- Born: Win Min Than 1983 (age 42–43) Yangon, Myanmar
- Other names: Ah Win, Glow Nation
- Occupation: Blogger
- Years active: 2013–present
- Awards: Myanmar's Pride Award for Best in Trend (2019)

= Win Min Than (blogger) =

Burmese beauty blogger

Win Min Than (ဝင်းမင်းသန်း; born 1983), also known as Ah Win (အဝင်း) or Glow Nation, is a Burmese beauty blogger. She runs the beauty blog and Facebook page Yangon In My Heart.

Ah Win contributes to several beauty programs on local TV. She is featured in The Myanmar Times's "Top 10 Bloggers" list in 2019. She won the Myanmar's Pride Awards 2019 in the category of Best in Trend.

==Career==
She learned the fashion while working as a manager at Aldo Group in Toronto, Canada. She created her page in 2013 to share her makeup dos and don'ts. In 2015, she returned to Myanmar with plans to start a beauty blog. As a blogger, she shares information about wearing makeup through Facebook Live. End of the year, she became one of the most popular beauty bloggers in Myanmar.

==As an advocate==
She is a prominent advocate for LGBT rights and women's issues, fearlessly expressing her beliefs. She garners respect not only from women but also from the LGBTQ+ community. She consistently speaks out about LGBT rights in Myanmar.

In addition, she openly discusses her personal encounters with cyberbullying and offers insights on how to respond effectively to cyberbullying. Win Min Than emphasizes that women should bravely speak up if they experience sexual assault. She advocates against blaming the victim and strongly condemns the perpetrators of such assaults.

==Political activities==
Following the 2021 Myanmar coup d'état, she participated in the anti-coup movement both in person at rallies and through social media. Denouncing the military coup, she took part in protests, starting in February. She joined the "We Want Justice" three-finger salute movement. The movement was launched on social media, and many celebrities have joined the movement.
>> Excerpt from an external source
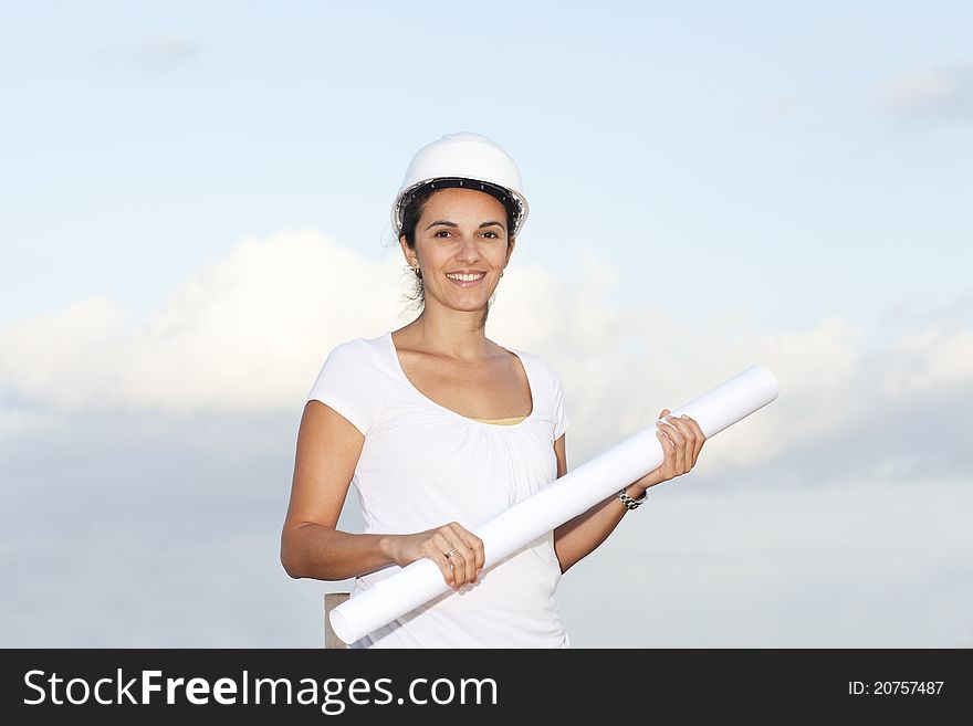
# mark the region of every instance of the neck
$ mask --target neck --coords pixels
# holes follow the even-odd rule
[[[454,360],[483,360],[488,356],[483,311],[426,309],[408,326],[423,350]]]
On 6 April 2021, warrants for her arrest were issued under Section 505 (a) of the penal code by the State Administration Council for speaking out against the military coup. Along with several other celebrities, she was charged with calling for participation in the Civil Disobedience Movement (CDM) and damaging the state's ability to govern, with supporting the Committee Representing Pyidaungsu Hluttaw, and with generally inciting the people to disturb the peace and stability of the nation. She was arrested at the BH Hotel in Taunggyi hours after the military council announced that she had been charged. On 7 April 2021, she has been tried in Taunggyi Court. While she appeared in court, he held up the three-finger salute at the exit of the court.

The military council charged her with Article 505(a) and Section 17(1), sentencing her to 3 years in prison with hard labour. On March 2, 2022, the sentence under Section 505(a) was commuted, but she remained detained for the rest of that section. She was also fine Ks.10000 for Section 17 (a). She was released on 28 October 2022.